Hamas also used the conflict as a testing ground for its new pivot away from its former Iranian and Syrian allies and towards Egypt, Qatar, and Turkey. Relations with Syria have significantly deteriorated as Hamas has disavowed the beleaguered President Bashar al-Asad, and with them the relationship with Iran has been dealt a blow as well. The flood of Arab envoys that visited Gaza indicated the tilt towards the other side of the “Middle Eastern Cold War:” Turkey, Egypt, and Qatar will assume ever-growing important roles in the mediation of the Israeli-Palestinian conflict.

The clear loser in this conflict, aside from the civilians who lost their lives, was Fatah and Mahmoud Abbas. Although the West Bank leader persists in his campaign for non-member status at the UN, his organization’s image among Palestinians and the world community continues to wane. Palestinians are disillusioned and disenchanted with his policy of diplomatic recognition, which many no longer believe will lead to a viable statehood for Palestine. That Fatah was barely given a seat at the negotiating table for the ceasefire talks also shows that the international community has noted its diminished significance in all things Palestine. In the future, it is Hamas, not Fatah, which will represent Palestinians on the world stage. Only by finding a way to reconcile with Hamas will Abbas’s party avoid fading away into oblivion.

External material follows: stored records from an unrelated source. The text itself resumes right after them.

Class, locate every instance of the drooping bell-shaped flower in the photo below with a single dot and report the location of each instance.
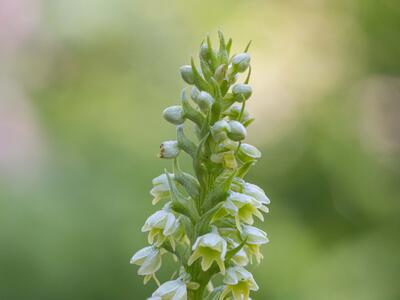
(242, 207)
(160, 188)
(149, 260)
(210, 247)
(161, 225)
(239, 282)
(240, 258)
(257, 193)
(171, 290)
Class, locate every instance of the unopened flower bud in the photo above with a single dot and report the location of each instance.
(169, 149)
(241, 92)
(248, 153)
(220, 73)
(234, 111)
(237, 132)
(219, 130)
(194, 93)
(241, 62)
(204, 51)
(187, 74)
(204, 100)
(174, 114)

Top: A Gazan home following an Israeli strike
Bottom: An Israeli home following a rocket attack

Egypt was the final major player in the Israel-Gaza conflict and newly elected president Mohammed Morsi revealed himself to be adept at maintaining dove policies while projecting a more popular hawkish image to the Arab world. His policies did not stray in substance from Hosni Mubarak’s: he pursued a rapid conclusion that would avoid further Egyptian entanglement in a messy conflict. While his rhetoric was much stronger than that of his predecessor, his actions proved to be in the same vein as Mubarak’s. His concern is keeping the calm within Egypt. Given the massive security (Sinai) and economic (a deficit in the billions of dollars) problems his government faces, Morsi served his own interests in brokering the ceasefire while increasing his domestic and international prestige. The intent and effects of his power grab immediately after the ceasefire was announced remain to be seen.

On the surface, the most recent Israel-Gaza encounter appears to have changed little in the overall Arab-Israeli conflict. Yet Israel may still see a long sought-after decrease in rocket attacks, weapons smuggling, and Islamist militancy. Hamas has already received promises that its people will move more freely and safely across Gaza’s borders. Egypt’s new government has proved itself capable of weathering a regional storm. Fatah has been pushed even further to the sidelines in Palestine. The key issues now will be implementation of the ceasefire, the continuation of peace talks towards a long-term solution, and maintenance of the tenuous calm that has been reached in the south. For the sake of Israelis and Gazans alike, the ceasefire must hold but be recognized as a temporary solution for which there needs to be a long-term replacement.